SRI, Stanford University, and PARC co-developed an intelligent system for answering English questions about HIV treatment.

Clinical researchers and practitioners frequently need to access information from diverse data sources whose structure and interface may be unfamiliar. To facilitate this, SRI, Stanford, and PARC collaborated on the prototype Quadri, which uses a natural English interface and subject-domain reasoning to reveal clinical information.

Although many people understand English, a computer has difficulty because of ambiguities in the question, discrepancies in vocabulary between the user and the available sources, and heterogeneity in the sources.  Further, the answer to the question may not be present explicitly in any one source, but may need to be deduced from information distributed among many sources.  If the machine has an understanding of the subject domain of the query and the capabilities of the various sources, these difficulties can be mitigated. 
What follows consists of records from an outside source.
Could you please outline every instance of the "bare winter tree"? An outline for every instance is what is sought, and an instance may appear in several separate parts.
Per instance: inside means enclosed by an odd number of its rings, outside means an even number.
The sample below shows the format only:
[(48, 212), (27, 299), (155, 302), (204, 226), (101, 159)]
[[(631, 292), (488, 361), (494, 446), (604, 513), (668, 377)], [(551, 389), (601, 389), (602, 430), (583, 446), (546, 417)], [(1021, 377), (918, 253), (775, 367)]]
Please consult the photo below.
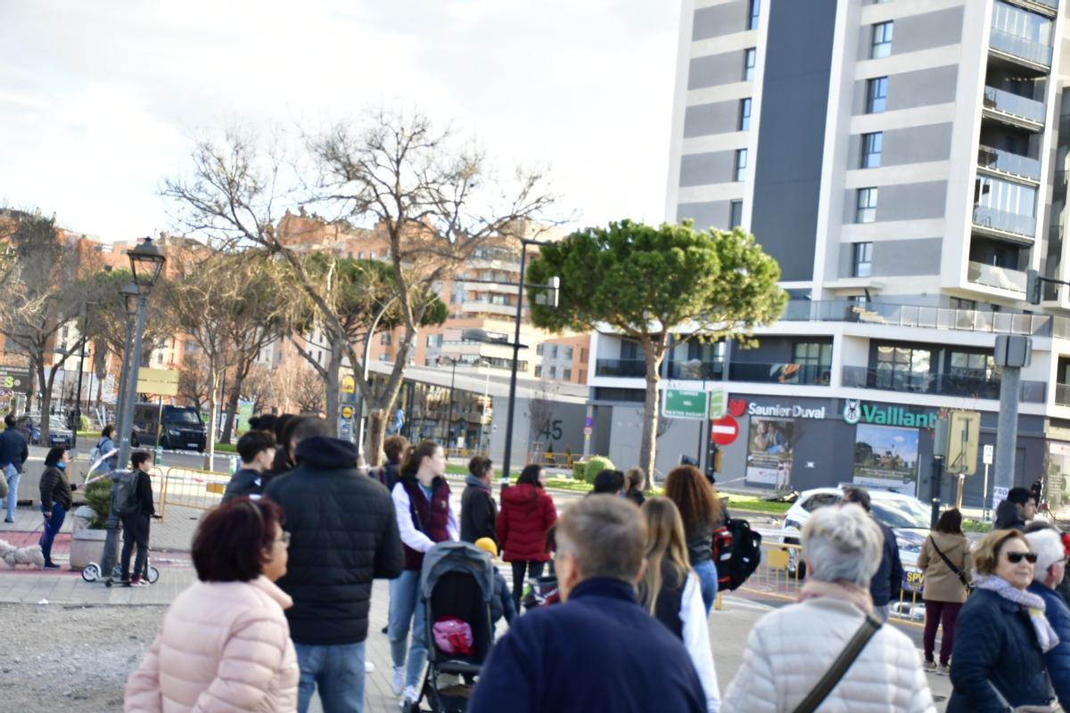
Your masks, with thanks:
[(65, 338), (85, 301), (77, 251), (63, 244), (55, 218), (19, 214), (6, 234), (0, 334), (7, 351), (29, 358), (41, 391), (41, 438), (48, 443), (52, 387), (64, 361), (59, 355), (78, 345), (77, 335)]
[[(311, 198), (358, 222), (381, 226), (389, 242), (404, 335), (381, 388), (356, 379), (369, 406), (367, 456), (374, 462), (434, 285), (480, 246), (532, 235), (530, 220), (542, 217), (552, 199), (538, 173), (518, 171), (508, 182), (511, 189), (504, 188), (480, 152), (459, 144), (450, 131), (437, 129), (419, 114), (382, 111), (362, 126), (339, 124), (310, 137), (307, 145), (318, 169), (316, 180), (306, 182), (314, 186)], [(255, 244), (281, 255), (316, 307), (327, 341), (343, 341), (337, 310), (317, 289), (300, 254), (275, 231), (278, 204), (288, 196), (278, 187), (284, 162), (277, 153), (229, 131), (221, 142), (198, 142), (193, 161), (192, 177), (168, 180), (163, 189), (182, 208), (185, 228), (223, 245)], [(352, 343), (343, 341), (342, 346), (349, 367), (362, 373), (362, 355)], [(337, 403), (326, 406), (327, 419), (336, 423)]]

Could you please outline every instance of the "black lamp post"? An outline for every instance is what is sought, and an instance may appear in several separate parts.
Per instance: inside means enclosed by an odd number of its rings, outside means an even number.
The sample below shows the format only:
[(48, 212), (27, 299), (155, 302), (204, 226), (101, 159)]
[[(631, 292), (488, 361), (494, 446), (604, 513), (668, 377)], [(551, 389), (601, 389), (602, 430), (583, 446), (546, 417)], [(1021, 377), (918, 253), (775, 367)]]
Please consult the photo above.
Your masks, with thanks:
[[(149, 291), (159, 280), (159, 275), (164, 270), (164, 263), (167, 258), (163, 251), (156, 247), (151, 237), (144, 238), (141, 245), (133, 250), (127, 250), (126, 254), (131, 259), (131, 272), (134, 274), (134, 288), (137, 300), (137, 327), (134, 329), (134, 343), (127, 355), (128, 374), (123, 393), (123, 415), (119, 419), (123, 430), (120, 432), (119, 444), (119, 467), (125, 468), (131, 455), (131, 427), (134, 423), (134, 402), (137, 400), (137, 377), (141, 367), (141, 337), (144, 334), (144, 313), (149, 297)], [(127, 285), (131, 286), (131, 285)], [(123, 290), (127, 324), (131, 321), (131, 308), (134, 294)]]

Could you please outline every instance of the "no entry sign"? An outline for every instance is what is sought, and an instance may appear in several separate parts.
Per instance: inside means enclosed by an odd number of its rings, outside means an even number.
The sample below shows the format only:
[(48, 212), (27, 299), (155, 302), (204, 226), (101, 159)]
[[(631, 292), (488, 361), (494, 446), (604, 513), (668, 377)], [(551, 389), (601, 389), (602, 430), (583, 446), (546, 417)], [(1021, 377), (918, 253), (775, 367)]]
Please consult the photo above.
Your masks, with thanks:
[(709, 423), (709, 438), (718, 446), (728, 446), (739, 436), (739, 423), (731, 416)]

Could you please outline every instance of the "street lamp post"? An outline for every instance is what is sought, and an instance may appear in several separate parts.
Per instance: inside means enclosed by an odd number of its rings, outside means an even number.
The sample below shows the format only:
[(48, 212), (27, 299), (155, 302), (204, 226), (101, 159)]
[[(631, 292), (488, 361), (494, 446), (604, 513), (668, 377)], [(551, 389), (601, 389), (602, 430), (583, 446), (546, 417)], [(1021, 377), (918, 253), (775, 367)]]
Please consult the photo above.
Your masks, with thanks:
[(141, 338), (144, 334), (144, 314), (148, 306), (149, 291), (156, 284), (167, 259), (152, 238), (136, 246), (126, 253), (131, 259), (131, 272), (134, 273), (134, 284), (137, 288), (137, 327), (134, 330), (134, 344), (129, 355), (129, 368), (126, 376), (126, 389), (123, 394), (123, 416), (120, 422), (123, 431), (119, 441), (119, 466), (125, 468), (131, 455), (131, 427), (134, 423), (134, 402), (137, 400), (137, 377), (141, 368)]

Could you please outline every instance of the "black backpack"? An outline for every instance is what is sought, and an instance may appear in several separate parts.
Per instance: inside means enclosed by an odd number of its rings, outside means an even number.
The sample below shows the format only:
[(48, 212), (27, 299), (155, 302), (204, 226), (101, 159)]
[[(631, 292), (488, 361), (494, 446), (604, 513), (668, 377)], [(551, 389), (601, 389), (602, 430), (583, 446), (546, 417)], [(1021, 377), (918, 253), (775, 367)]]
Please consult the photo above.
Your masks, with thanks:
[(729, 518), (714, 532), (714, 563), (720, 591), (738, 589), (762, 561), (762, 536), (746, 520)]

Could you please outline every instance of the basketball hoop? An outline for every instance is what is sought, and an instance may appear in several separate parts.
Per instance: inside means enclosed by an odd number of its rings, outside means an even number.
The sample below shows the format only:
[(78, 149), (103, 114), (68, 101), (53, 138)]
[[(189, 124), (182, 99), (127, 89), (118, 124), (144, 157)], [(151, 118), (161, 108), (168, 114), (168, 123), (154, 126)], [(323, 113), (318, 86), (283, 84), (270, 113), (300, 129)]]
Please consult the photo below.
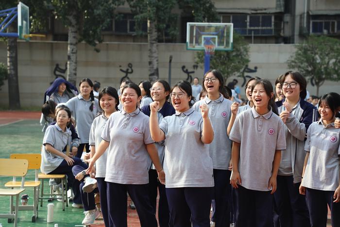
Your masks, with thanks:
[(215, 46), (214, 45), (204, 45), (204, 49), (205, 52), (205, 54), (207, 55), (213, 55), (215, 53)]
By restricting attention to a particular topic area, domain knowledge may be brought to bear in understanding the question and constructing the appropriate answers.  Although the approach can be applied to any area, the team selected HIV drug treatment as its initial subject domain.

Here is how Quadri is used:

  • An English question is parsed and translated into a logical form by PARC’s natural language technology with domain-specific transformations.
  • The logical form is expanded and decomposed by the SRI AI Center’s deductive machinery, informed by an axiomatic theory of the subject domain and an HIV ontology developed with the Stanford Center for BioMedical Informatics Research.
  • HIV databases, principally those developed by the Stanford Division of Infectious Diseases, are invoked.
  • An answer, with English explanation and visualization, is produced.

Quadri can deal with a sequence of questions that can refer back to the statements and results of previous questions.

The project was funded under an NIH Challenge Grant, Award Number RC1LM010583 from the National Library of Medicine.  This content is solely the responsibility of the authors and does not necessarily represent the official views of the National Library of Medicine or the National Institutes of Health.